This recipe is brilliant for using up a glut in the garden. You can use courgettes that have turned into marrows and it’s a great way to make use of green tomatoes.
This year, as we have so many courgettes, I have also made some courgette chutney, using this recipe as a guide – with 1 kg courgettes and no tomatoes or ginger.
500g peeled roughly chopped tomatoes
500g peeled chopped courgettes
2 largish onions, peeled and chopped into small pieces
1-2 hot chillies, finely chopped (although these could be omitted)
1 thumb-size piece ginger, finely chopped
3 eating apples, peeled and chopped
1 bottle malt vinegar
250g granulated sugar
2 to 3 tea spoons powdered mustard
3 to 4 finely chopped cloves of garlic
Put all the ingredients into a large 5 pint saucepan.
Boil down gently without a lid on, stirring from time to time, until the excess liquid has gone, the remaining liquid thickens, and the mixture has the consistency of chutney. This takes 2 to 3 hours.
Put chutney into sterilised jars and seal.
Store for about 3 months before eating.
Here’s how to sterilise the jars:
Wash empty jam jars and lids thoroughly.
Place jars upside down on a baking tray in a cool oven (about 100 degrees C) for about half an hour to sterilise. (I find the hardest bit is to judge when to switch the oven on, i.e. when the chutney is likely to be ready in about half an hour.)

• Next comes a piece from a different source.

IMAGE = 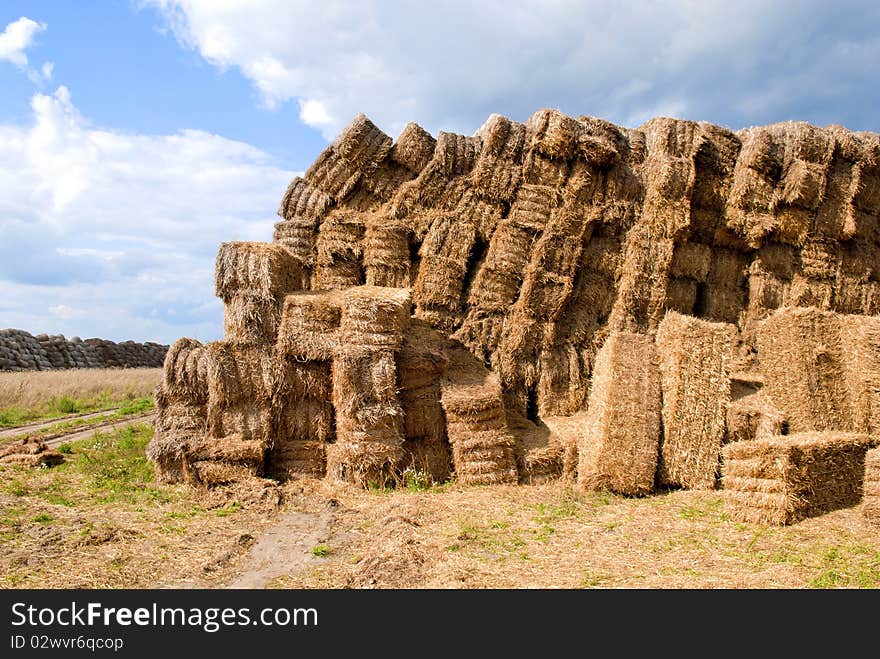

Boil the lids in a pan of hot water for about 10 minutes to sterilise them, together with some spoons to use to put the chutney into the jars.
Spoon the chutney into the jars while the chutney and jars are hot.
Cover each jar with a waxed paper disc (you can buy packets of these for jam making).
Screw the lid on while still hot to seal. If you use the jars where the centre of the lid pops up if the jar is no longer sealed, you can ensure that the jars are properly sealed.